C’était le temps où avec un certificat d’études on entrait dans la vie, muni d’un viatique qui ouvrait la porte d’un premier emploi. Nul ne discutait alors de la durée de la période d’essai, pas plus que des motifs d’un renvoi (C’était avant même qu’on cause de licenciement).
l n’y avait pas de chômage. Et ceux qui ne bossaient pas étaient réputés avoir un poil dans la main. Bien sûr il ne faut pas confondre la cause et l’effet. Mais il n’y a plus de certif’, il y a le collège unique, l’enseignement obligatoire jusqu’à 16 ans et le vide sidéral qui entoure la recherche d’emploi.

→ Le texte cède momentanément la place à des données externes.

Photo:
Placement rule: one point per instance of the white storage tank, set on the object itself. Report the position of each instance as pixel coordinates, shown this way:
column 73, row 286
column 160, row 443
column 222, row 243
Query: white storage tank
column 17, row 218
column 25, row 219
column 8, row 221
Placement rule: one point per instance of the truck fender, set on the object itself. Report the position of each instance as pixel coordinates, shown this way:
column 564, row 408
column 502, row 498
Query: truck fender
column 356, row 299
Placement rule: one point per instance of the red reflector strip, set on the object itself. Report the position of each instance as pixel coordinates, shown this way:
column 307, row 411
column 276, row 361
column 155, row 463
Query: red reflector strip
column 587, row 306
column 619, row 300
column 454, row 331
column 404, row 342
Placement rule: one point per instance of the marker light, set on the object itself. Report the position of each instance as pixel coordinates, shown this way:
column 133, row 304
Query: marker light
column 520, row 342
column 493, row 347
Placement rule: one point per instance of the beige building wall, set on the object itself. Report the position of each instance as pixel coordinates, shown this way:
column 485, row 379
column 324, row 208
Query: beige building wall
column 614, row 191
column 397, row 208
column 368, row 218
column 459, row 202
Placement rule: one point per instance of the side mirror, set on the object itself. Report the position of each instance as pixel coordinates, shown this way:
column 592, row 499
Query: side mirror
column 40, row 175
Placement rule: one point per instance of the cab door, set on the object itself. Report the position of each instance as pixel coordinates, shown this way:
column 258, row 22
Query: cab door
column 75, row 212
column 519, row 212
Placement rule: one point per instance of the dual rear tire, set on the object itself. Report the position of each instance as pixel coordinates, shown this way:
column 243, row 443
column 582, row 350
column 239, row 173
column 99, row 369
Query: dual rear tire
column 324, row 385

Le paradoxe se manie aisément. Si un énarque, le meilleur d’entre nous ou son frère cadet, bardé de tous les diplômes que l’université procure peut concocter une dissolution catastrophique, un contrat CPE, puis inventer la « promulgation – non application » d’une loi votée sans se faire remercier, on se prend à regretter le temps où des politiques issus de la communale et munis d’un certif ‘ insufflaient au pays des valeurs de bon sens qu’il était bien difficile de ne pas partager.
Il serait temps qu’on ré invente le certif’ et qu’on fossilise les énarques.